桧原湖ワカサギ釣りの由来

ワカサギ釣りは
 「三〇〇マン スワコカラ オクッタテハイタノム」との一通の電報から始まった。

明治21年7月15日(1888)午前7時45分頃 磐梯山が爆発する。
川が堰止められて、現在の「桧原湖・曽原湖・小野川湖・秋元湖」を含めた300余りの湖沼群が形成される。
満水になるまで2年の歳月が流れる。
その後、人・荷物の移動(運搬)は湖上となり2隻(磐梯丸・桧原丸)の船が生活を支えた。
 現在の桧原湖周遊道路の原型は昭和20年(1945)頃までに作られた。徒歩が主流で凸凹や幅も狭かったようだ。その後少しづつ整備、改良され昭和42年(1967)頃までは車が走れるようになった。
昭和25年9月5日(1950)磐梯朝日国立公園に指定される。

ワカサギの誕生まで
ワカサギの採卵箱を手に入れ桧原湖に沈め孵化を待ったのは、元猪苗代営林署長 金森徹夫さんだった。
桧原地区の村民の貧困を見かねて、生活困窮を救おうとした。
昭和20年4月(1945)初めて桧原湖に採卵箱を入れ、二週間を待ちに待って稚魚の孵化が確認できた。
その後ワカサギは、3年かけて何度も孵化させて、ワカサギを成育させた。
釣りを始めたのは昭和36年(1961)裏磐梯小学校雄子沢分校に勤務した坂下町出身山内宏裕先生と言うのが一般的だが、孵化放流から13年後の昭和33年(1958)頃から地元の釣り愛好者が細々と行っていた(今で言う寒ブナ釣りが主流?ウグイ、ワカサギも釣っていた)が、山内先生が一般的に広めたと言ってよいと思われる。
 昭和42年(1967)の冬から桧原湖北岸、早稲沢、金山、桧原本村に釣り場を求め桧原湖全域に広まった。理由として考えられるのは、同じ年から除雪が行われ車の移動が出来たものと思われる。
 当時の釣りは、氷に穴を開けた晴天の楽しみだったが、後に風除けとして雪を積み風下で釣りをした。
 その後細い小枝を5,6本穴の周りに建てビニールシートで囲い寒さを凌ぎながら釣りを行った。
 小枝が竹、ビニールパイプと材質も変わり防寒体制が良くなる、数人入る釣り小屋やモービルなどで移動可能なハウス的なものに変化し現在のスタイルになってきた。「桧原湖のワカサギ釣り」「冬の風物詩」として定着するようになった。
 昭和63年(1988)頃からは「屋形船」(ひばら丸・えんどう丸・しのぶ丸の3隻)が就航し、氷結前からワカサギ釣りが楽しめるようになった。
 金森さんの発想で地元住民の協力の下成し遂げられた成果が現在のワカサギ釣りを支えている。
 現在は桧原漁協組合が、毎年ワカサギの卵を採卵し孵化させ放流している、
その他にフナ・鯉・ウグイ・岩魚なども放流を行っている。
 しかし、桧原湖には誰が入れたかは定かでないが「ブラックバス」が生息し、全国的に有名となり日本を代表する各種大会も行われている。
ワカサギに対してはダメージが少なく、共存させながら「桧原湖の風物詩・ワカサギ釣り」をお楽しみください。

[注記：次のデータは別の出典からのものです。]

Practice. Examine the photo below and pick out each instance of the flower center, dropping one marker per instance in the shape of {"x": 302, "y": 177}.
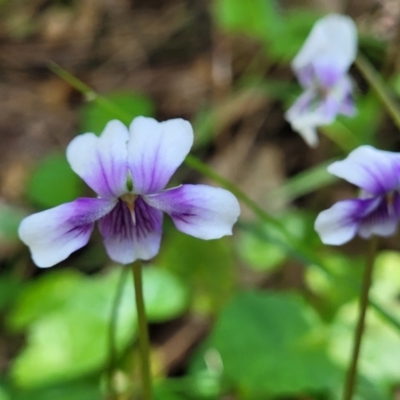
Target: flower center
{"x": 129, "y": 200}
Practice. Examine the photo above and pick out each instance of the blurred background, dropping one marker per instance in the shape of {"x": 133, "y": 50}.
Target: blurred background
{"x": 237, "y": 318}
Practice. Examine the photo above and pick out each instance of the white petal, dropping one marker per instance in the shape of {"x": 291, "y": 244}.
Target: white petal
{"x": 156, "y": 149}
{"x": 202, "y": 211}
{"x": 102, "y": 161}
{"x": 375, "y": 171}
{"x": 332, "y": 41}
{"x": 127, "y": 241}
{"x": 336, "y": 226}
{"x": 52, "y": 235}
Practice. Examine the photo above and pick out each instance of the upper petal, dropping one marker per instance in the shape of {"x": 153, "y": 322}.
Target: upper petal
{"x": 155, "y": 151}
{"x": 330, "y": 47}
{"x": 202, "y": 211}
{"x": 52, "y": 235}
{"x": 375, "y": 171}
{"x": 127, "y": 241}
{"x": 340, "y": 223}
{"x": 102, "y": 161}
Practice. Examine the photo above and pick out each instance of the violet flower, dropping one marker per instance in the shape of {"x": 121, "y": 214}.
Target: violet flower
{"x": 129, "y": 169}
{"x": 377, "y": 209}
{"x": 321, "y": 67}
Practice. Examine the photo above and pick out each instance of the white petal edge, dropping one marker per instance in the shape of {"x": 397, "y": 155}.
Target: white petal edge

 今、桧原漁協組合や地元住民が一番の悩みは「ごみ」の問題である。心無い者が何処かしこと捨てたり、氷上では穴の中に沈めて帰る者もいて春先の清掃では湖岸に打ち上げられているごみを集め景観を維持している。しかし、湖底に沈んでいるごみの量ははるかに多いと思われる。

 マナーを守り先人の意を汲み今後長く「ワカサギ釣り」を楽しみたいですね。
 皆様のご協力をお願いいたします。